The video information input unit 111 receives input of video information of the viewers 30 via the camera 11 as viewer information. The video information input unit 111 is constituted, for example, by a USB (Universal Serial Bus) interface or the like.
The voice information input unit 112 receives input of voice information of the viewers 30 via the microphone 12 as viewer information. The voice information input unit 112 is constituted, for example, by a USB (Universal Serial Bus) interface or the like.
The upsurge degree acquisition unit 120 acquires the degree of upsurge of the viewers 30 based on viewer information whose input is received by the viewer information input unit 110.
If the viewer information input unit 110 has the video information input unit ill, the upsurge degree acquisition unit 120 acquires at least one of the value and ratio showing facial expressions of the viewers 30 and the number of the viewers 30 described below as the degree of upsurge.

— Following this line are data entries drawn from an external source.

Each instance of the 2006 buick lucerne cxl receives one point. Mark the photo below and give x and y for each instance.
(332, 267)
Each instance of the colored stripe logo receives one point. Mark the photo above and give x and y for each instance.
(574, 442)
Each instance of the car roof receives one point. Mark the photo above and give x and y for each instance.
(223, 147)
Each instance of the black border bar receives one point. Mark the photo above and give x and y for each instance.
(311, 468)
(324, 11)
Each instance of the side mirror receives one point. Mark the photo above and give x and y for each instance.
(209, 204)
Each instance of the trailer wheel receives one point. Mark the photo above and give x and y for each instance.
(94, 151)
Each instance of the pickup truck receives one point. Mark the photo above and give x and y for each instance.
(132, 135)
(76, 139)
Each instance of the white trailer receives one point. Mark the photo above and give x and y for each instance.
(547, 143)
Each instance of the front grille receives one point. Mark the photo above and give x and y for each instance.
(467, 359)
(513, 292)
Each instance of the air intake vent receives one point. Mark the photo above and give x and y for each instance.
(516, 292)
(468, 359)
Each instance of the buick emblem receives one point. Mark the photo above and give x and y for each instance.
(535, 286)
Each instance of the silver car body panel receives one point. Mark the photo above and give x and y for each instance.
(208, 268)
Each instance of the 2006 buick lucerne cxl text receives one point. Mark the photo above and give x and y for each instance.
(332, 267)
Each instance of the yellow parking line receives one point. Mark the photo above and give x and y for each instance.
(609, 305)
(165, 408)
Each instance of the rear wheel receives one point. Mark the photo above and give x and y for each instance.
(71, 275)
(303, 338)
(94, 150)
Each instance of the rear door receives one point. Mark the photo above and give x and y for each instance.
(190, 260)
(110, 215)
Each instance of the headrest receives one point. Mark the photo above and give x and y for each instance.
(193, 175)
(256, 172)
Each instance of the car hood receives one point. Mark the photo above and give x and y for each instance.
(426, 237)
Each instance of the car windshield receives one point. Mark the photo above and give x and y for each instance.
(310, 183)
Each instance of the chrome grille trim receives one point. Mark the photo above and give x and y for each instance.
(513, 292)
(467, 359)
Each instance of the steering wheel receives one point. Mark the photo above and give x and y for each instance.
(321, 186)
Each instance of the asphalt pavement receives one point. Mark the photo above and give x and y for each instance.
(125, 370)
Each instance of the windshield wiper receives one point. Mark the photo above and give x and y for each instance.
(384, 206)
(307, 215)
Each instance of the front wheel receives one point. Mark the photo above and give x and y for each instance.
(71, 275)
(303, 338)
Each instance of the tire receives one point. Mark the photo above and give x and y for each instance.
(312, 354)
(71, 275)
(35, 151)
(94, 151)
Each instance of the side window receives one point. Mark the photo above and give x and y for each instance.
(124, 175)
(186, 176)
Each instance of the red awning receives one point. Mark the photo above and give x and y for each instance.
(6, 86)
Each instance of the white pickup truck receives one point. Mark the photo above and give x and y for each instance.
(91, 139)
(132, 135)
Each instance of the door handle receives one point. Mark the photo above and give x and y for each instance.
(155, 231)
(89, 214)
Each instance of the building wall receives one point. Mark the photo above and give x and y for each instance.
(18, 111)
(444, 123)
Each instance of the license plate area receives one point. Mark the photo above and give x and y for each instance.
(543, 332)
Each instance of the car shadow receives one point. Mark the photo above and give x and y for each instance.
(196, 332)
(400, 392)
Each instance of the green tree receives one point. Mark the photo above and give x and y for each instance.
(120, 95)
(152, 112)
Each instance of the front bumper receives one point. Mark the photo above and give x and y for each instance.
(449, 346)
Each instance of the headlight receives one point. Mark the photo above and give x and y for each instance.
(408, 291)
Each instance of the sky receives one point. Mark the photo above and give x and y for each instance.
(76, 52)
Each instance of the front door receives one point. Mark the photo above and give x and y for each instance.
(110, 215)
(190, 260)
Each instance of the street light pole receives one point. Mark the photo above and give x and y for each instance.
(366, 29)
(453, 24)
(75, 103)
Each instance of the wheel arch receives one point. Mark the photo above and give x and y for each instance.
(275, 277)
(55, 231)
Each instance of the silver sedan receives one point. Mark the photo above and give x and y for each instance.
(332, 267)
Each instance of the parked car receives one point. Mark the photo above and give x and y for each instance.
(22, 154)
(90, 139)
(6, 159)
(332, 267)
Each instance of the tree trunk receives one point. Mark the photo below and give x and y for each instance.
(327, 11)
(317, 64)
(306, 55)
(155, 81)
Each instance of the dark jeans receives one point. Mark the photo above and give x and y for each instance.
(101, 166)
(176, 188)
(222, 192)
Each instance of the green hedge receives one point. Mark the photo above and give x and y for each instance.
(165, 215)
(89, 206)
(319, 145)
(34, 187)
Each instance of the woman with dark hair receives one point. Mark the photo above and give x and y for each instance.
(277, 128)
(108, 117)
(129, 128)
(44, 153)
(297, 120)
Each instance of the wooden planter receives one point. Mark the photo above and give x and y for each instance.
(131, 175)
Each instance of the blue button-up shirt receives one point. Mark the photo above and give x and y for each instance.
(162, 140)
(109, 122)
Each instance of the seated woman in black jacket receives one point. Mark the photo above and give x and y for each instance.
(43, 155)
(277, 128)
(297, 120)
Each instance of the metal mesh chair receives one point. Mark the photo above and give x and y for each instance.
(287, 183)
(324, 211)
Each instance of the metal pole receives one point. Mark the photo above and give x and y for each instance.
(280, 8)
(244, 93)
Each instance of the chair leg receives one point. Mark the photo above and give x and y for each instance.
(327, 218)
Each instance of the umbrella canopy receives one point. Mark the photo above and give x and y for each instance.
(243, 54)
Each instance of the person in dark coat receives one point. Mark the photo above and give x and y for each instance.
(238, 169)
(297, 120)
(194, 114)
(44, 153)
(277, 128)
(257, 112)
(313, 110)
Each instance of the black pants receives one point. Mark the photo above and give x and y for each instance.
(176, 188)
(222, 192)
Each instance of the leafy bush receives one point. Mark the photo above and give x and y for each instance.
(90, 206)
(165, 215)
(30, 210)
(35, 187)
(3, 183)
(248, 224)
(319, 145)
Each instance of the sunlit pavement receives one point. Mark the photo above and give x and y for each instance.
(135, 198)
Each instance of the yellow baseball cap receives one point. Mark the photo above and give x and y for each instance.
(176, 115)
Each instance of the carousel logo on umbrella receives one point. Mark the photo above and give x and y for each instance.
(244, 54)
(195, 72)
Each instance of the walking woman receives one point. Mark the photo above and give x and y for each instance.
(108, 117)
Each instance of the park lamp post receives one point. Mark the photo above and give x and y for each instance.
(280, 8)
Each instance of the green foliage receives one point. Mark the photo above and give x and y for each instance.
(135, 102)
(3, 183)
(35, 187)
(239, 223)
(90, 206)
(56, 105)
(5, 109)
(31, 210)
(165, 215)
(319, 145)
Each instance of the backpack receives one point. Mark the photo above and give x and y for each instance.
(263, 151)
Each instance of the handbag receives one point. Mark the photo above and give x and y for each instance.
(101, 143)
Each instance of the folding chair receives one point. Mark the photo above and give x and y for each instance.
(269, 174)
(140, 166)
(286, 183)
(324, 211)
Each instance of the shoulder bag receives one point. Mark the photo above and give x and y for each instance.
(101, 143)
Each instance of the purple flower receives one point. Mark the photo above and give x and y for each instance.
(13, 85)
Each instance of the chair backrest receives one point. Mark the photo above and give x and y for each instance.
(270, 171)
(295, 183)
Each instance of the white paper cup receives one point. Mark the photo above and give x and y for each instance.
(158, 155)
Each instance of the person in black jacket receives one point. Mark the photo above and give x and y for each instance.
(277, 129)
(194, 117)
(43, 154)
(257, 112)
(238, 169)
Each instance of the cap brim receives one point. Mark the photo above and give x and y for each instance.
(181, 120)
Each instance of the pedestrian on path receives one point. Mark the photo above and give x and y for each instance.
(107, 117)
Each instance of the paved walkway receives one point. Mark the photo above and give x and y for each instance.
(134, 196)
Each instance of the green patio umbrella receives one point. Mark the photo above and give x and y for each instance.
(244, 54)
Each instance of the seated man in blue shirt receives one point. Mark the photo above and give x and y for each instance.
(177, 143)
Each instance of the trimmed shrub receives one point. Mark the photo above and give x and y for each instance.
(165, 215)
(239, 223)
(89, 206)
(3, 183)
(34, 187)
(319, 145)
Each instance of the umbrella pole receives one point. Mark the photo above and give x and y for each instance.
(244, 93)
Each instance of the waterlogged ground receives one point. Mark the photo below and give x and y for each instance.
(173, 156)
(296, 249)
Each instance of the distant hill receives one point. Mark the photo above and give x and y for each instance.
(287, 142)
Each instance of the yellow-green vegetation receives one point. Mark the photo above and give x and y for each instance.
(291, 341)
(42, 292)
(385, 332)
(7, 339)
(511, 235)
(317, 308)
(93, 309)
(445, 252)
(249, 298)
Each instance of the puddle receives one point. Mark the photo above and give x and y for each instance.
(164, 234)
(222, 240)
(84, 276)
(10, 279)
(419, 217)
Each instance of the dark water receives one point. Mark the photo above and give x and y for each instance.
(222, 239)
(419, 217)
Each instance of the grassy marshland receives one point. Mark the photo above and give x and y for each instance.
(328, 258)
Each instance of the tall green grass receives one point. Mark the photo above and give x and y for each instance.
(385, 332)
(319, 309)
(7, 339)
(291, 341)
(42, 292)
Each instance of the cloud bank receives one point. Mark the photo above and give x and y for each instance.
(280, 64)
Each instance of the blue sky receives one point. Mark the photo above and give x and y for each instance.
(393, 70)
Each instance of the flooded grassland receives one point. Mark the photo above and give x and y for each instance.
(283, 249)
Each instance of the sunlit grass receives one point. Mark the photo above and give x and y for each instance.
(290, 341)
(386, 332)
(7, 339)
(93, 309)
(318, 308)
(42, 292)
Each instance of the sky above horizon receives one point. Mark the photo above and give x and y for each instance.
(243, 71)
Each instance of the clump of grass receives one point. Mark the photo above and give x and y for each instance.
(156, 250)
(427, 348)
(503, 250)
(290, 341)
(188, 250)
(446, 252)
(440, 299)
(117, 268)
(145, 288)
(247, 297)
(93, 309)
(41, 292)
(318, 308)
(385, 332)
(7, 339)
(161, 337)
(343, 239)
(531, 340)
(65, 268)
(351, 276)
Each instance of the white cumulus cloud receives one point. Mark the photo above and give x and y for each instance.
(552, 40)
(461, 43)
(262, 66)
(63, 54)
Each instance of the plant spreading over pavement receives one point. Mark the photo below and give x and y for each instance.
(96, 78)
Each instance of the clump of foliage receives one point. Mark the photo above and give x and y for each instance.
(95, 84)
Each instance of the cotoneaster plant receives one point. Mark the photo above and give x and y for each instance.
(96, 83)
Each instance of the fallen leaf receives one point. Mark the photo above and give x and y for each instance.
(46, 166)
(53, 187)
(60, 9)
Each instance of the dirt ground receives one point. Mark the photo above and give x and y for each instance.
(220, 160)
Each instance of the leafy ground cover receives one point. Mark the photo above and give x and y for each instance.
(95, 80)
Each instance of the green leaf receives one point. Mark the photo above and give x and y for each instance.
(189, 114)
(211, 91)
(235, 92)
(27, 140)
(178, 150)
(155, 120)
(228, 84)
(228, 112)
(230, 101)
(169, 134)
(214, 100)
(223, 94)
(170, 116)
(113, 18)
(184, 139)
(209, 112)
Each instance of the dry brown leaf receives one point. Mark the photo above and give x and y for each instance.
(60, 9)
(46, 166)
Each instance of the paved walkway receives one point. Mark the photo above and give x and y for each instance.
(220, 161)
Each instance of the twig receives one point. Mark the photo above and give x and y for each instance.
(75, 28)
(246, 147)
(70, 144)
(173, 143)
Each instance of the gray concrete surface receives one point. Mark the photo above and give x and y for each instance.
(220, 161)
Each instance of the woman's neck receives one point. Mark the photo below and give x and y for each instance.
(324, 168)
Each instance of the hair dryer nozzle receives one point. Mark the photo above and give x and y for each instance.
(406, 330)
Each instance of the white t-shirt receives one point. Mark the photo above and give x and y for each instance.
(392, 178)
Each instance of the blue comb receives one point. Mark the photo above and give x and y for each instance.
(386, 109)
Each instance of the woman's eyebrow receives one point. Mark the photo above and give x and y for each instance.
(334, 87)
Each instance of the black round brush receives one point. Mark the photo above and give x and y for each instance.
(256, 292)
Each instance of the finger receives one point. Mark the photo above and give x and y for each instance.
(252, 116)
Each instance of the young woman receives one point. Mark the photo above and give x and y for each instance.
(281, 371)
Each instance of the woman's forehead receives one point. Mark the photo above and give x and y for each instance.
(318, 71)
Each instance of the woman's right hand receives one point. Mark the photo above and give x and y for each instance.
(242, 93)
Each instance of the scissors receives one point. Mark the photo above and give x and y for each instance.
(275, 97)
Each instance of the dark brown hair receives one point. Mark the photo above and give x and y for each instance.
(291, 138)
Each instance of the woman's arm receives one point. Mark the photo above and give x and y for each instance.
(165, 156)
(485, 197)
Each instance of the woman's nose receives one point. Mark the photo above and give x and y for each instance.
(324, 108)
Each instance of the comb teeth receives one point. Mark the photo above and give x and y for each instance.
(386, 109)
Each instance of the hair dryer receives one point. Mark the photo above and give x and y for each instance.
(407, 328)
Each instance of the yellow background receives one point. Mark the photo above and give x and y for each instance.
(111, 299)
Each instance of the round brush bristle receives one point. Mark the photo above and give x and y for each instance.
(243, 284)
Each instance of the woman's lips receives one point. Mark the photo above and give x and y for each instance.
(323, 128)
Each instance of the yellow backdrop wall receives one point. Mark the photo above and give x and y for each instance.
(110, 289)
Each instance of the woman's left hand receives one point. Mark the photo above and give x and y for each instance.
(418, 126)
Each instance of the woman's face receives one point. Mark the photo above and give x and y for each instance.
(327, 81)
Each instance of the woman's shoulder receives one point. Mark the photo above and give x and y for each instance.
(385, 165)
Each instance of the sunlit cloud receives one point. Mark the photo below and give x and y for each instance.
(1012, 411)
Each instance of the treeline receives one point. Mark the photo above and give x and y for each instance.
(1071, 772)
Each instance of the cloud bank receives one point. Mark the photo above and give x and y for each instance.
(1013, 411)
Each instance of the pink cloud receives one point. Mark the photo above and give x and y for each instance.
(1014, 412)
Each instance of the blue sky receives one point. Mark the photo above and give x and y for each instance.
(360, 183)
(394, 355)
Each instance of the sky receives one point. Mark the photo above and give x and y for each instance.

The upsurge degree acquisition unit 120 acquires the value showing facial expressions of the viewers 30 based on video information whose input is received by the video information input unit 111. The technology to acquire the value showing facial expressions of the viewers 30 is not specifically limited. Such a technology is described, for example, at “Sony Corporation homepage, [online], [Search on Jun. 11, 2008], Internet <URL: http://www.sony.jp/products/Consumer/DSC/DSC-T200/feat1.html>”.
The upsurge degree acquisition unit 120 also acquires the ratio of the time in which the lines of sight of the viewers 30 are on the video display surface of the monitor 19 to the time in which the viewers 30 view program content as the degree of upsurge based on video information whose input is received by the video information input unit 111. The technology to detect the lines of sight of the viewers 30 is not specifically limited. Such a technology is described, for example, at “Prof. Kenzo Kurihara et al., [online], [Search on Jun. 11, 2008], Internet <URL: http://joint.idec.or.jp/koryu/020426_—2.php>”.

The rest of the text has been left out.